Valentine’s Day originated as a Roman feast from Feb. 13 to 15 in the festival of Lupercalia. Lupercalia honors the Roman fertility God Lupercus and was said to begin after the sacrifice of a goat.
There are numerous folk legends responsible for what is today a Western celebration of love, however commercial. Moreover, Valentine’s Day can also be seen as a coinciding cultural and religious phenomenon.
As one legend goes, the Roman priest Saint Valentine was imprisoned for persecuting Christians. While being behind bars, it’s believed Saint Valentine healed the daughter of his jailor, Julia, from blindness just before he was executed. Then Saint Valentine was sensationalized as a hero for performing this glorious miracle on Feb. 14, the day of his decapitation.
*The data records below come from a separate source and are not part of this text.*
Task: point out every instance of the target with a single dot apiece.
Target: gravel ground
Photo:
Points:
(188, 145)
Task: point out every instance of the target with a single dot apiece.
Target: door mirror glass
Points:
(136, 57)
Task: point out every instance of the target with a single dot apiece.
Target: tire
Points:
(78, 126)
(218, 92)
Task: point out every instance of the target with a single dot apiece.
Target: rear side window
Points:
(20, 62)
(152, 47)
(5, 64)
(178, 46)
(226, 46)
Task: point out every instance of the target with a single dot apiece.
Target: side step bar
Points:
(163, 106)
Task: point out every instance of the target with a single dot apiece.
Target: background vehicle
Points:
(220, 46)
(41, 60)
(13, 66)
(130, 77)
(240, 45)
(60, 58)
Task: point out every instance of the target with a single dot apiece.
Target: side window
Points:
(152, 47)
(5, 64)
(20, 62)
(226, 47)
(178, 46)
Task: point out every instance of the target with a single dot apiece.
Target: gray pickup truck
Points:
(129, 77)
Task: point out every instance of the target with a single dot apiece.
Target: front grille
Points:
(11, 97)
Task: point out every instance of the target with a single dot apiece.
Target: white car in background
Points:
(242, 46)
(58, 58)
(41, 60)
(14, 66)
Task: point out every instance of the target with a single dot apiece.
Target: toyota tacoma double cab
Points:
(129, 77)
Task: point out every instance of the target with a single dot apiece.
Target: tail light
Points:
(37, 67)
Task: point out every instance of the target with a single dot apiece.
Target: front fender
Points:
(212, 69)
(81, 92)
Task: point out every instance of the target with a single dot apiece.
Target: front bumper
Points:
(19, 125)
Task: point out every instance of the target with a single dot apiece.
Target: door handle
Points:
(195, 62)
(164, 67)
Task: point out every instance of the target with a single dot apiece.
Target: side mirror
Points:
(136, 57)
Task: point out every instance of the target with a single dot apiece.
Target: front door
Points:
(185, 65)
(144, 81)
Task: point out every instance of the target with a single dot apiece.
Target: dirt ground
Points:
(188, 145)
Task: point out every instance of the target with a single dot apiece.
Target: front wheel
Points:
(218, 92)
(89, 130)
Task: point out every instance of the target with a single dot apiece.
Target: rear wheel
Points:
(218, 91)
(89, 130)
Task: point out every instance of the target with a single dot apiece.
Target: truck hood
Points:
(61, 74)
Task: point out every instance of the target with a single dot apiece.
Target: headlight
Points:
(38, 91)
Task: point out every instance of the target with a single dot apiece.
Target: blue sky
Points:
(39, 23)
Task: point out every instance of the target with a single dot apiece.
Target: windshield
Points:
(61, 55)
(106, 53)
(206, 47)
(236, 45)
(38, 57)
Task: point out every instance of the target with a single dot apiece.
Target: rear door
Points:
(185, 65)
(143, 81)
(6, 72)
Another story follows the Romans’ ancient parade on Valentine’s Day, which involved dog sacrifices, a matchmaking lottery and brutal beatings of women, as they believed it would enhance fertility.
It’s bewildering to learn about the origins of this day because it’s a wonder what all this history has to do with celebrations today? Not only do Americans feel inclined to spend money on Valentine's Day, but they feel inclined to make this day mean something.
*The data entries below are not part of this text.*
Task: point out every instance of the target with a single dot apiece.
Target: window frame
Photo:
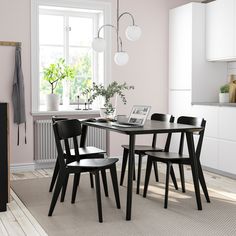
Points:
(81, 4)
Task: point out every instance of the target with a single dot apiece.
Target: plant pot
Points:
(223, 97)
(104, 114)
(52, 102)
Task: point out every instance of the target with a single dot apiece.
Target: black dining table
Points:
(150, 127)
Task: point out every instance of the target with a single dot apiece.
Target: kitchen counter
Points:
(214, 104)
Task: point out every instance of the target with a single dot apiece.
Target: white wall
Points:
(147, 69)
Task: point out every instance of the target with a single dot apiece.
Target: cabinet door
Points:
(210, 114)
(227, 127)
(180, 47)
(227, 160)
(220, 30)
(209, 154)
(180, 103)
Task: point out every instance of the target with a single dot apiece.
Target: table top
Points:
(150, 127)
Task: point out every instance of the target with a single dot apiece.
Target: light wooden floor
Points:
(18, 220)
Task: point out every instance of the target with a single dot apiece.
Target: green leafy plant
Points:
(107, 92)
(224, 88)
(58, 71)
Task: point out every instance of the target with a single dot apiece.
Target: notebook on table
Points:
(137, 117)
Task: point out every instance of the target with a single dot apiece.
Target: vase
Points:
(52, 102)
(223, 97)
(109, 113)
(66, 93)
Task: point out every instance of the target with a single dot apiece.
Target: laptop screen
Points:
(139, 114)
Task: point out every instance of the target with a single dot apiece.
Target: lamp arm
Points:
(127, 13)
(106, 25)
(119, 41)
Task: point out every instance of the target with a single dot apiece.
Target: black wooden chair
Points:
(71, 129)
(170, 158)
(141, 149)
(85, 152)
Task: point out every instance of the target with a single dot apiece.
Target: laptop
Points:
(137, 117)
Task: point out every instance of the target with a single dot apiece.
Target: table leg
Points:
(130, 177)
(83, 135)
(192, 155)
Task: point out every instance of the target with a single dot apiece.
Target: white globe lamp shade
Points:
(133, 32)
(121, 58)
(99, 44)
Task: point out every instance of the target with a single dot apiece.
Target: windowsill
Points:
(71, 110)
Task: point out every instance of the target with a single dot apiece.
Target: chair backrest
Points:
(55, 119)
(162, 117)
(188, 120)
(63, 131)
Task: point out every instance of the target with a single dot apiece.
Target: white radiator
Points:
(45, 146)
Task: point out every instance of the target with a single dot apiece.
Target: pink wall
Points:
(147, 69)
(15, 26)
(148, 66)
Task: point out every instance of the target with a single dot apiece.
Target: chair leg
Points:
(63, 193)
(75, 186)
(104, 180)
(115, 185)
(156, 171)
(54, 176)
(172, 174)
(203, 183)
(134, 178)
(147, 176)
(123, 167)
(98, 193)
(91, 180)
(139, 173)
(59, 184)
(181, 171)
(168, 169)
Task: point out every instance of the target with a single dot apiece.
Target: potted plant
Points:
(54, 73)
(109, 94)
(224, 94)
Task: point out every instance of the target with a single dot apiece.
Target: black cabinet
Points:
(4, 152)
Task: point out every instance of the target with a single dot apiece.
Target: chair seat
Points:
(143, 148)
(167, 155)
(93, 163)
(87, 151)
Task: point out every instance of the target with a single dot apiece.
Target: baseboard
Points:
(219, 172)
(22, 167)
(45, 165)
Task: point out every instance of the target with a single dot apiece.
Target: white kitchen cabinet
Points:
(227, 126)
(220, 30)
(209, 154)
(180, 103)
(227, 160)
(210, 114)
(188, 67)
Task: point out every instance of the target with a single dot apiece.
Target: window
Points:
(66, 31)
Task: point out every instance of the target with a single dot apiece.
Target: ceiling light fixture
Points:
(133, 33)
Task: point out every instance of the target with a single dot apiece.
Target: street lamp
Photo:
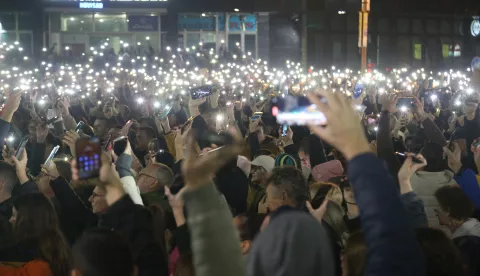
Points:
(363, 32)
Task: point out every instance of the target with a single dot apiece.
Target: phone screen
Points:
(256, 115)
(293, 110)
(119, 145)
(284, 130)
(21, 147)
(52, 154)
(406, 103)
(89, 160)
(79, 126)
(201, 92)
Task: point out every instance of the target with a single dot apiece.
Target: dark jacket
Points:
(134, 222)
(415, 210)
(293, 243)
(467, 240)
(391, 242)
(214, 239)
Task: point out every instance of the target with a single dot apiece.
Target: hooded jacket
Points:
(424, 184)
(467, 240)
(294, 243)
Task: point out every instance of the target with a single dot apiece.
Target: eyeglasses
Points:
(147, 175)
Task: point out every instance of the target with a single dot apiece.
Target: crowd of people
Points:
(213, 185)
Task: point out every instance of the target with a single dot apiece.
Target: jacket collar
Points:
(469, 228)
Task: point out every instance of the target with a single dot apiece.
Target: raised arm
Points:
(391, 242)
(215, 247)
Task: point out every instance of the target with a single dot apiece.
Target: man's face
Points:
(99, 203)
(142, 140)
(147, 180)
(100, 128)
(274, 198)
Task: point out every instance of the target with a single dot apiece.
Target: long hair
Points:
(37, 227)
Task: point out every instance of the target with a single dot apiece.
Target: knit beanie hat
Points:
(285, 160)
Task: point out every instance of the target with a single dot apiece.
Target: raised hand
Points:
(454, 158)
(199, 170)
(408, 169)
(343, 131)
(70, 138)
(11, 105)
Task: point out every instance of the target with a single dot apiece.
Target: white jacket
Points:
(425, 184)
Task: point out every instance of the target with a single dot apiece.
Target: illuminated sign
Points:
(90, 5)
(475, 27)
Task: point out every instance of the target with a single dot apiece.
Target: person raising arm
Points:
(392, 246)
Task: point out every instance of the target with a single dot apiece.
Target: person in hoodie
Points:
(456, 212)
(433, 176)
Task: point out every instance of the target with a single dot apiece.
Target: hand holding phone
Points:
(124, 131)
(88, 157)
(51, 155)
(120, 145)
(21, 147)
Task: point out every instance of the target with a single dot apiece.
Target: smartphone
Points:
(201, 92)
(88, 151)
(414, 159)
(406, 103)
(358, 90)
(52, 154)
(119, 145)
(210, 137)
(51, 114)
(293, 110)
(106, 146)
(79, 126)
(21, 146)
(164, 113)
(256, 115)
(284, 130)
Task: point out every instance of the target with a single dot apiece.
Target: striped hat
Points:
(285, 160)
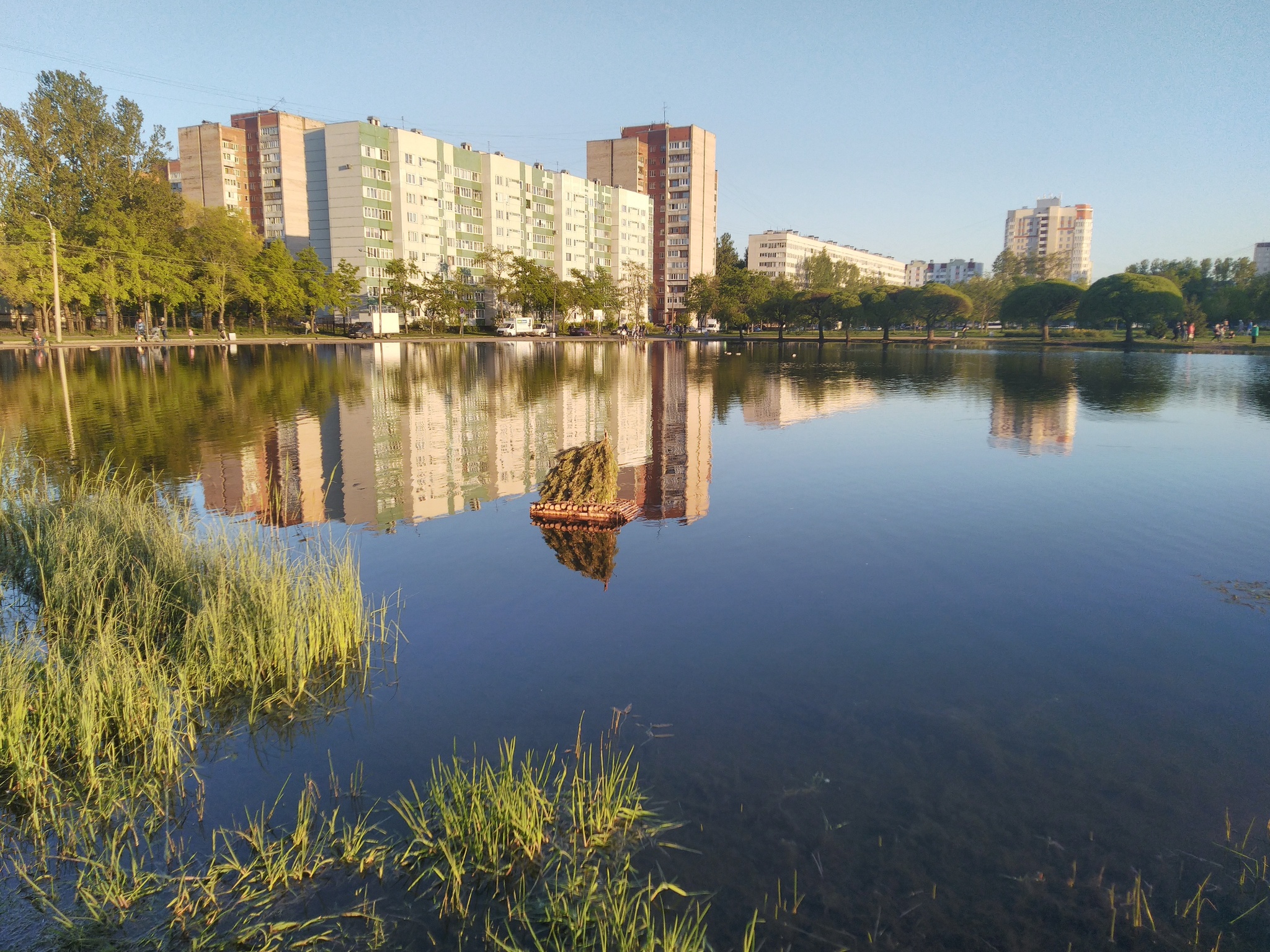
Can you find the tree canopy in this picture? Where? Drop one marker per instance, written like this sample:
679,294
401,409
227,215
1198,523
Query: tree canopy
1130,298
1037,305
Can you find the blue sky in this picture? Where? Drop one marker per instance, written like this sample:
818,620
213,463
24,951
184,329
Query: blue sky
905,128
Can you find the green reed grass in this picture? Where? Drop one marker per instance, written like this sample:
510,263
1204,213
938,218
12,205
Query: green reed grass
543,847
143,631
140,638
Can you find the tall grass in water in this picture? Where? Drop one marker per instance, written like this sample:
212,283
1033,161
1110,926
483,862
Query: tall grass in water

In my experience, it’s easy to get caught up in the spectacle of Valentine’s Day. Every year, I internally promise I’ll stop indulging in the spirit of the day and stop placing so much significance on what it’s supposed to mean. Whereafter I make plans for Valentine’s Day, and I think, “What’s so harmful about a simple date and food over a few white-light candles, anyway?”
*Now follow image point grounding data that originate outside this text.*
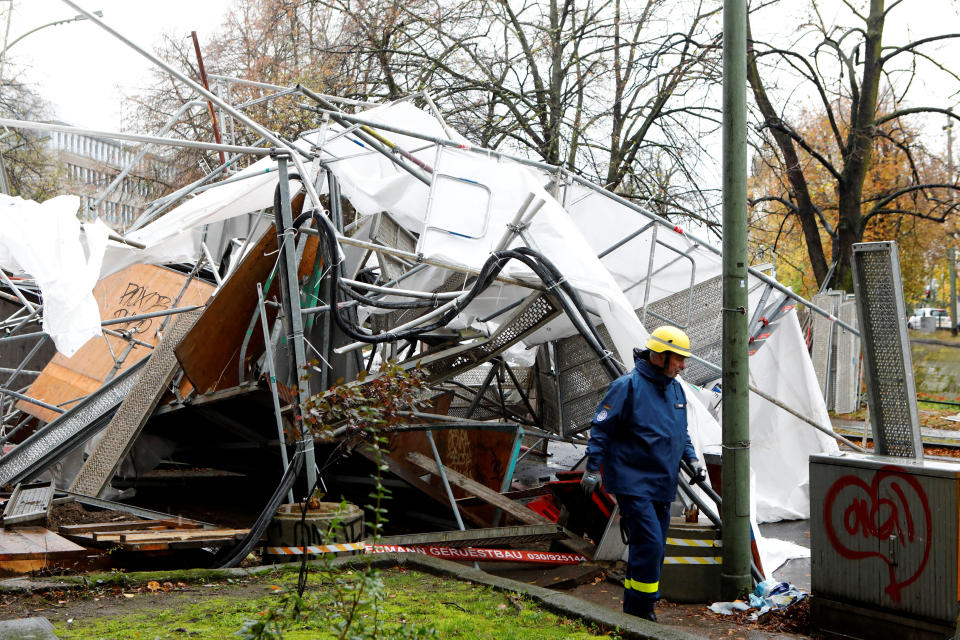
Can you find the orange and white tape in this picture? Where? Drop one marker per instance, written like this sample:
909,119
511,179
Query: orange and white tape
323,548
450,553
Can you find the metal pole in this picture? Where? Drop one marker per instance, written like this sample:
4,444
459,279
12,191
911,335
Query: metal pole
953,290
206,85
735,575
132,137
290,293
254,125
268,347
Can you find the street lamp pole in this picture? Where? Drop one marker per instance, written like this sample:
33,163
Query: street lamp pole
75,18
4,183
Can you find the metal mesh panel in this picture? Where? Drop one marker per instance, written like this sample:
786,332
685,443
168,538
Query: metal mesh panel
474,378
451,362
847,383
388,232
387,321
705,328
68,431
820,328
582,380
135,409
585,378
547,399
888,365
578,413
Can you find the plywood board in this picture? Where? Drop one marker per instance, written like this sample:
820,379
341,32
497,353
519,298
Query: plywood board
34,543
494,498
481,455
136,290
210,353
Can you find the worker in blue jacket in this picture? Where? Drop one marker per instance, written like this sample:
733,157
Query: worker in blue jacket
637,439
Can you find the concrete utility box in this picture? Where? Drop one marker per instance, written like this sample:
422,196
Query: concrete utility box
691,564
884,546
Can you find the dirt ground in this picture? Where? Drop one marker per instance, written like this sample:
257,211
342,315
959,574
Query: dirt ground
98,601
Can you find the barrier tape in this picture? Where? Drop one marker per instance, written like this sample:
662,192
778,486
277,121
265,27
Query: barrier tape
324,548
692,560
690,542
450,553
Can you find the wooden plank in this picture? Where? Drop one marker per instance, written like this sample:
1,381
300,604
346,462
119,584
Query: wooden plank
210,353
168,535
126,525
516,510
410,474
33,543
138,289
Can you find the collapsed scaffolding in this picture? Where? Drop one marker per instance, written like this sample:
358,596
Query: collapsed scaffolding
519,288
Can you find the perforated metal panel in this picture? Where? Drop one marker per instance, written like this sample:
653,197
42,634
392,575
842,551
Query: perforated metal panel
135,409
582,381
387,321
847,349
386,231
821,329
888,365
445,364
548,401
70,430
702,306
474,378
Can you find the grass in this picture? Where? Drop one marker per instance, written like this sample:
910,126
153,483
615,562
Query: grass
445,608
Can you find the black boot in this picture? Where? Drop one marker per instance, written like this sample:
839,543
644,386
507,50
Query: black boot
648,615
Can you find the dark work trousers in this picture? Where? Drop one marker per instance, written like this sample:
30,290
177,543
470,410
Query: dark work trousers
643,524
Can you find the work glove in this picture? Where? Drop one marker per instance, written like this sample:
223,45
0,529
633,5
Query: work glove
589,482
699,472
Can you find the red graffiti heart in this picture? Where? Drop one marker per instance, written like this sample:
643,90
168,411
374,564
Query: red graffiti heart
881,518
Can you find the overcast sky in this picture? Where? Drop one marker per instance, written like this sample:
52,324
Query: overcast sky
83,70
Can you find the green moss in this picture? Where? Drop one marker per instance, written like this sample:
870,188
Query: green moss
450,608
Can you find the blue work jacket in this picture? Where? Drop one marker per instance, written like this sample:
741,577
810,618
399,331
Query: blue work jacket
639,434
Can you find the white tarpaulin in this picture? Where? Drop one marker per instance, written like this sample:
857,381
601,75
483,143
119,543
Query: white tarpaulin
780,443
47,242
465,214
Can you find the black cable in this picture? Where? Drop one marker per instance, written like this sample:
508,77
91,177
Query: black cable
233,556
539,264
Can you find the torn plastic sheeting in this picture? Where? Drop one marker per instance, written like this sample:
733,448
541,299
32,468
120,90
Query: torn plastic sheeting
769,595
781,444
176,236
47,241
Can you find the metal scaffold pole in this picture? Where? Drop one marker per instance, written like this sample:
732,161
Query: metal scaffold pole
735,577
953,290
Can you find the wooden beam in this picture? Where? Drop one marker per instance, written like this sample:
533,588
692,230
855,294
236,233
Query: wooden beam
514,509
408,473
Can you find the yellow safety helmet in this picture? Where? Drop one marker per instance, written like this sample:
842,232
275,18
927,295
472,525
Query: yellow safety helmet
667,338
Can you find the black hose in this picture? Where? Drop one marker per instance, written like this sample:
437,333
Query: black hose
233,556
539,264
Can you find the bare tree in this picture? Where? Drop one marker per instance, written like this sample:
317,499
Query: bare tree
613,90
860,85
30,170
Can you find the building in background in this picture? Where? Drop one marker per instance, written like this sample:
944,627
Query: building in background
88,165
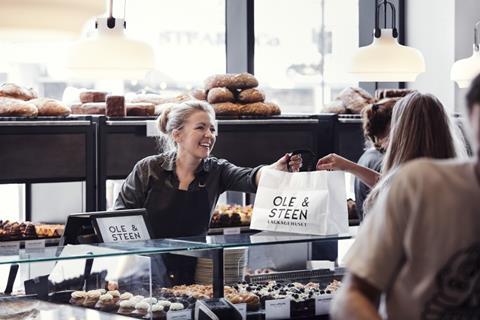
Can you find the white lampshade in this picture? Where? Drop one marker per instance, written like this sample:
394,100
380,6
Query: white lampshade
110,54
40,20
386,60
463,71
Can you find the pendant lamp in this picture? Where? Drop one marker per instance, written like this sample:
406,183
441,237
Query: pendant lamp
464,70
110,54
385,59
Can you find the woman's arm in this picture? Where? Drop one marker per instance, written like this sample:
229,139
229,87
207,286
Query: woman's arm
335,162
295,163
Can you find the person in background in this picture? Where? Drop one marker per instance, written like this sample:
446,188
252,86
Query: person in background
420,245
420,127
180,187
376,126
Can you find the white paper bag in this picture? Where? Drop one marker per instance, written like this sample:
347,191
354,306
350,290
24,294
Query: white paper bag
302,202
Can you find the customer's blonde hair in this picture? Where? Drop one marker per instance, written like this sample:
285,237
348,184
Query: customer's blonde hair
420,127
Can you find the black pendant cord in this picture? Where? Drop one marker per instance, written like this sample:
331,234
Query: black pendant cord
385,4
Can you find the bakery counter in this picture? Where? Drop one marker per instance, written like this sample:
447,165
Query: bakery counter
48,149
121,278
Like clockwork, I begin to glimpse crimson red and light pink everywhere. I see hearts plastered on bulletins and flyers, or I spy advertisements about special offers for Valentine’s Day hung around MU campus. It’s all around me; it’s all anyone is talking about. I spend hours daydreaming about what outfit I’m going to wear when I should, in fact, be focusing on the test material in this lecture. The class ends, and I’ve only jotted down a couple of sentences worth of notes, but hey, I’ve decided on a final sock choice for the evening.
In my mind, the day is never as special as all the effort leading up to the actual moment of Valentine’s Day, when I’m eye-to-eye with my date at dinner. Regardless of the historical influences of Valentine’s Day, I still contemplate what this day means for the modern attempt at love. And when Feb. 14 is over and gone, we simply move on and remember.